1024 255.255.252.0 /22 Class B-Netz

512 255.255.254.0 /23 Class B-Netz

256 255.255.255.0 /24 Class C-Netz

128 255.255.255.128 /25 Class C-Netz

64 255.255.255.192 /26 Class C-Netz

32 255.255.255.224 /27 Class C-Netz

16 255.255.255.240 /28 Class C-Netz

8 255.255.255.248 /29 Class C-Netz

4 255.255.255.252 /30 Class C-Netz

2 255.255.255.254 /31 Class C-Netz

1 255.255.255.255 /32 Class C-Netz

IPv4 eignet sich für den Einsatz in LANs und WANs gleichermaßen. Der Datenaustausch

zwischen unterschiedlichen Netzen erfolgt über Router, während innerhalb

eines Netzes die Computer direkt über Hubs, Switches oder Cross-Link-Verbindungen

kommunizieren können. Sofern verschiedene Netzwerke durch Router verbunden

sind, kann ein IP-Paket diese Netzwerke durchlaufen. Anhand von Routingtabellen

wird dabei der Netzwerkteil dem jeweiligen Zielnetzwerk zugeordnet. Die Einträge in

die Routing-Tabelle können statisch oder dynamisch durch den Einsatz Routing-

Protokolle erfolgen. Dabei wird jedes IP-Paket einzeln geroutet.

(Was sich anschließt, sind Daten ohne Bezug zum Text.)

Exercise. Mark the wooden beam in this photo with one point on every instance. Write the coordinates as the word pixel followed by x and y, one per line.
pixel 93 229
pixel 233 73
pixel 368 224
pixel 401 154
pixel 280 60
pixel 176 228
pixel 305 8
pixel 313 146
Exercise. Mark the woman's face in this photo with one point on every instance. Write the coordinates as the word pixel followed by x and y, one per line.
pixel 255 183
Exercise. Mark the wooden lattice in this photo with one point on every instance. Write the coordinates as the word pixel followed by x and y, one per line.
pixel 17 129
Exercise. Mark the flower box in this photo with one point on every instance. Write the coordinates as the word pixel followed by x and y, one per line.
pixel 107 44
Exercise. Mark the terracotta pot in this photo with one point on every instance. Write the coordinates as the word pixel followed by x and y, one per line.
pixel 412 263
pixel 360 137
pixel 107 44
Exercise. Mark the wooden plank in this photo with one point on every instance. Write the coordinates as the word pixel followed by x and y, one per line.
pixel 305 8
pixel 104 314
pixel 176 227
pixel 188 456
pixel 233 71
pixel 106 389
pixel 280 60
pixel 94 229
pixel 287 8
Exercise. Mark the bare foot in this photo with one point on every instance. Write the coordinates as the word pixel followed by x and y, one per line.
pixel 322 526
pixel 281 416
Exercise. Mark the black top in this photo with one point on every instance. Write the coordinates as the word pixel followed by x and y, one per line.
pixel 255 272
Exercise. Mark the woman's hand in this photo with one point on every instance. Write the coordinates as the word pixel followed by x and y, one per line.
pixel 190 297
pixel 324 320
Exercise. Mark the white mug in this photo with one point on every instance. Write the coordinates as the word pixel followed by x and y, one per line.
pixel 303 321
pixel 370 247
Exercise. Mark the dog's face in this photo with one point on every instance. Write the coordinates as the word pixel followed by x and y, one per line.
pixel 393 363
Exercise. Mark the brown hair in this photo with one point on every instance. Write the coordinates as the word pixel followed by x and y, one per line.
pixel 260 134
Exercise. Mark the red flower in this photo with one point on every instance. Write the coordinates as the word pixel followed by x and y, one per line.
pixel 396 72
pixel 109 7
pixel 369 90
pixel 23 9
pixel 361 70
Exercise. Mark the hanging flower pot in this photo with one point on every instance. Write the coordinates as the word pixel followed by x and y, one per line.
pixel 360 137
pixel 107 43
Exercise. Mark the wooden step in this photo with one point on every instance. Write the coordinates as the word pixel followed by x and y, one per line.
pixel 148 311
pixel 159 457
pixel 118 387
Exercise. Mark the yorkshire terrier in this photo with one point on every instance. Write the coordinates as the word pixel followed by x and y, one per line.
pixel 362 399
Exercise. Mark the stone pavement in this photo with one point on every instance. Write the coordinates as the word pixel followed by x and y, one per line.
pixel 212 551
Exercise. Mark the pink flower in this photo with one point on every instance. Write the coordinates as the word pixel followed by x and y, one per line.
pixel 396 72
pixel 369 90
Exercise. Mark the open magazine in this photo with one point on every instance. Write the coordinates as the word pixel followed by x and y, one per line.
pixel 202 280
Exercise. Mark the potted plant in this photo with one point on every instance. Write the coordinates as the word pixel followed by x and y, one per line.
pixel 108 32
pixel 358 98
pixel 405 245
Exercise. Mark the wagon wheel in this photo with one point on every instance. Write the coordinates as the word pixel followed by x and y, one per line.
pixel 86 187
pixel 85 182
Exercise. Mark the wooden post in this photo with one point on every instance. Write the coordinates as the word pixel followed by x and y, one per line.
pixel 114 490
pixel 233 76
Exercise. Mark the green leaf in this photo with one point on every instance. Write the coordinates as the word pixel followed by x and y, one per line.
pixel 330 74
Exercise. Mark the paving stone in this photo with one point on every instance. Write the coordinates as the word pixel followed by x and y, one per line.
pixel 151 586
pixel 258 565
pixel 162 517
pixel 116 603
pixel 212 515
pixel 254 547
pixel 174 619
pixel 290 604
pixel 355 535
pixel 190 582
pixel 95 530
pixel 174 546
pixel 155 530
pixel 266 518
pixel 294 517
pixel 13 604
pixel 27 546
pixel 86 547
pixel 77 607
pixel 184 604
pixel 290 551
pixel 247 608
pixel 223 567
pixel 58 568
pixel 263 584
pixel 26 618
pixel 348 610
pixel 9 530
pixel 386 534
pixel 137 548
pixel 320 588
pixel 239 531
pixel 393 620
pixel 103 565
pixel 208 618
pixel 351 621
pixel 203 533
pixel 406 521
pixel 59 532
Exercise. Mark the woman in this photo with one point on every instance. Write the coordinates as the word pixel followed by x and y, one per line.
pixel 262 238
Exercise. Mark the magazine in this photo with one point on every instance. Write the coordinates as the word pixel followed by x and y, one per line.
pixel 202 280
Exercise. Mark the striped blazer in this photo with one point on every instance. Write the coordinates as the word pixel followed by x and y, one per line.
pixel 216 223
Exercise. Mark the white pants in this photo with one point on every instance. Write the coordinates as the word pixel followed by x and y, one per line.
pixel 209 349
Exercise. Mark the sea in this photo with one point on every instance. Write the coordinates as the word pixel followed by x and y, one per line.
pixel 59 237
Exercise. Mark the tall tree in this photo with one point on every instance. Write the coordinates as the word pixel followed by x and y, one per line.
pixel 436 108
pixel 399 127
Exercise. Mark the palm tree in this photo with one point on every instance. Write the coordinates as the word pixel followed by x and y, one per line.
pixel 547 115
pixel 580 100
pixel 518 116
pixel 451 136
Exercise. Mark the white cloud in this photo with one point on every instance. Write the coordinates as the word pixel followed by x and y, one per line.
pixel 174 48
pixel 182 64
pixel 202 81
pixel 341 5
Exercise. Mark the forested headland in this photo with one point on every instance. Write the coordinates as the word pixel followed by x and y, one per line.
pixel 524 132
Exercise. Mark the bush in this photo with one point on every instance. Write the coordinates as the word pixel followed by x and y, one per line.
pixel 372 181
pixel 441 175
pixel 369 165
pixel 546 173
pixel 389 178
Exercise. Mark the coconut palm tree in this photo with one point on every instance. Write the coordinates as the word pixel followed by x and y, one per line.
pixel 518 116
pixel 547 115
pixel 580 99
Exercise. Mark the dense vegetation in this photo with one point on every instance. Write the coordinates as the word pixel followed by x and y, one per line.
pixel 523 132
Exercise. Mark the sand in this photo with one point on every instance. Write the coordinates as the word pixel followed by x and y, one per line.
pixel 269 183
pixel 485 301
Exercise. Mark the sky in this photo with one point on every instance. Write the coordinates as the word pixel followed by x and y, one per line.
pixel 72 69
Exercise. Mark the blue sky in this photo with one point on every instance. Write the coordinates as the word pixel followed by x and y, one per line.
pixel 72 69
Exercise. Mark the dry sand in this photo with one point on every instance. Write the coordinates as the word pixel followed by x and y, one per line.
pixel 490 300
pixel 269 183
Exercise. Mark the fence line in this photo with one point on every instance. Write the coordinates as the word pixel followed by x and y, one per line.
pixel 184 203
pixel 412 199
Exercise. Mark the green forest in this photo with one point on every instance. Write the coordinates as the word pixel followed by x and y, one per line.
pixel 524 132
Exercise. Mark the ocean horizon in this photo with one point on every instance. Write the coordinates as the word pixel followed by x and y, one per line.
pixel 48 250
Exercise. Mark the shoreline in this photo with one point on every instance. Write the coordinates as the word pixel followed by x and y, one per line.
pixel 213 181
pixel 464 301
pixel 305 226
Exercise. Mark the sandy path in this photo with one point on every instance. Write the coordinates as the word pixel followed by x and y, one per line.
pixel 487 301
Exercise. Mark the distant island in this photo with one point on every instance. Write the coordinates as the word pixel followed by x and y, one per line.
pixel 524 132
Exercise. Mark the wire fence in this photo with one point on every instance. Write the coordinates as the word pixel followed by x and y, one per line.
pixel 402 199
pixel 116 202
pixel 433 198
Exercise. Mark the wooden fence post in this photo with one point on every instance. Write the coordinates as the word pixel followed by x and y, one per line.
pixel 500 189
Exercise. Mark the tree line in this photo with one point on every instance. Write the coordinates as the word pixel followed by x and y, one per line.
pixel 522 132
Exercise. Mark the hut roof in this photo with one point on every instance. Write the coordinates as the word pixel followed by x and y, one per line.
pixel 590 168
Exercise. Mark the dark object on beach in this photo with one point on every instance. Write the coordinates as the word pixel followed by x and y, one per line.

Gewöhnlich beschränkt der Sender die Paketlänge auf die Maximum Transmission

Unit (MTU) des zugrundeliegenden Mediums. So beträgt die MTU bei Ethernet 1500

Bytes, da laut Spezifikation ein Ethernet-Rahmen eine Maximalgröße von 1518 Bytes

nicht überschreiten darf und dabei 18 Bytes vom Ethernet-Header belegt werden. Für

das zu transportierende IP-Paket stehen demnach lediglich 1500 Bytes zur Verfügung.

Während des Transports vom Sender zum Empfänger muss das IP-Paket eventuell ein

Netz durchlaufen, das nur kleinere IP-Pakete unterstützt. Jedes IP-Paket erhält vom

Sender eine Kennung (Identification). Stellt ein Router auf dem Weg zum Ziel fest,

dass das IP-Netz für das nächste Teilnetz zu groß ist, so kann er es in Fragmente aufteilen.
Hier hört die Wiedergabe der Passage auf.